Closed ZhixuanLiu closed 3 years ago
We do it like this because we do not always want to forecast and reconstruct all input features. For example, for SMAP and MSL datasets, the input consists of one-hot encoded data plus one (continuous) telemetry value. So here we do not want to forecast and reconstruct the one-hot encoded features, only the telemetry value.
https://github.com/ML4ITS/mtad-gat-pytorch/blob/8f907ccef2695252a20db6d32536cc07f3fc53e8/utils.py#L40-L53 That is why we for MSL and SMAP use [0] as target dim (dim of the telemetry value).
In train.py
the out_dim
is set based on this:
https://github.com/ML4ITS/mtad-gat-pytorch/blob/8f907ccef2695252a20db6d32536cc07f3fc53e8/train.py#L54-L70
To get correct loss during training (forecastings and recons are compared against the correct input features) we must also check for this: https://github.com/ML4ITS/mtad-gat-pytorch/blob/8f907ccef2695252a20db6d32536cc07f3fc53e8/training.py#L111-L115
Thanks for the explanation. I did miss that part in train.py. It helps a lot.

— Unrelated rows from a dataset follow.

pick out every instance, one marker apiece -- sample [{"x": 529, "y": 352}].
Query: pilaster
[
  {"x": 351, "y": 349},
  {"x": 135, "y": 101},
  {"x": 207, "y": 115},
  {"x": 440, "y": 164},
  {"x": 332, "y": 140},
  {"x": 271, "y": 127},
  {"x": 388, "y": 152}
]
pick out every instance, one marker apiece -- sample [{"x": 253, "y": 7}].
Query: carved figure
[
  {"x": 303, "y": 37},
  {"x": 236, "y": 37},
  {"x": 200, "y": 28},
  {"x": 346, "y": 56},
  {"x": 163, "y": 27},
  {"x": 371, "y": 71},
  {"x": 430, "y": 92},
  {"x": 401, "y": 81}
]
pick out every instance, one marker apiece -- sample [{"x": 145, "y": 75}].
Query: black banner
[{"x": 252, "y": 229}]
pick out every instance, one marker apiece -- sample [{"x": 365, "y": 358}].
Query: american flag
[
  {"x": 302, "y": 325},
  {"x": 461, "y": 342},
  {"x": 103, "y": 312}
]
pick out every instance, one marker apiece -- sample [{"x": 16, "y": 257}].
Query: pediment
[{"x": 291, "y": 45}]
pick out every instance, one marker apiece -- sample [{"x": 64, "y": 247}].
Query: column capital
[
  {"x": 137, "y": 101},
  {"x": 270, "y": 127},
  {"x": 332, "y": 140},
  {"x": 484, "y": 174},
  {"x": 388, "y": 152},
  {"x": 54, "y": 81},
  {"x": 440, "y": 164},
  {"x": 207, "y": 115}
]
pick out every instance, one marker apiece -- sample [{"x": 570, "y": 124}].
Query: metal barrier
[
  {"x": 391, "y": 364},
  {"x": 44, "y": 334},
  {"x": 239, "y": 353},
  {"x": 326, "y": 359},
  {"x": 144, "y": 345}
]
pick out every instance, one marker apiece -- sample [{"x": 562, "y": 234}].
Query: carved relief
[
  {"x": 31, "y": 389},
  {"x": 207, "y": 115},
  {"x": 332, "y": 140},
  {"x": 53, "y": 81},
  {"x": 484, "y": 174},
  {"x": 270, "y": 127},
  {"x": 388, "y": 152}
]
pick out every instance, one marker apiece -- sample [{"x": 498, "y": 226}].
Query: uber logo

https://github.com/ML4ITS/mtad-gat-pytorch/blob/8f907ccef2695252a20db6d32536cc07f3fc53e8/mtad_gat.py#L62
self.recon_model = ReconstructionModel(window_size, gru_hid_dim, recon_hid_dim, out_dim, recon_n_layers, dropout) should the "out_dim" be changed to "n_features" to match the shape of input x while the loss is calculated by MSELoss(recons, x) ??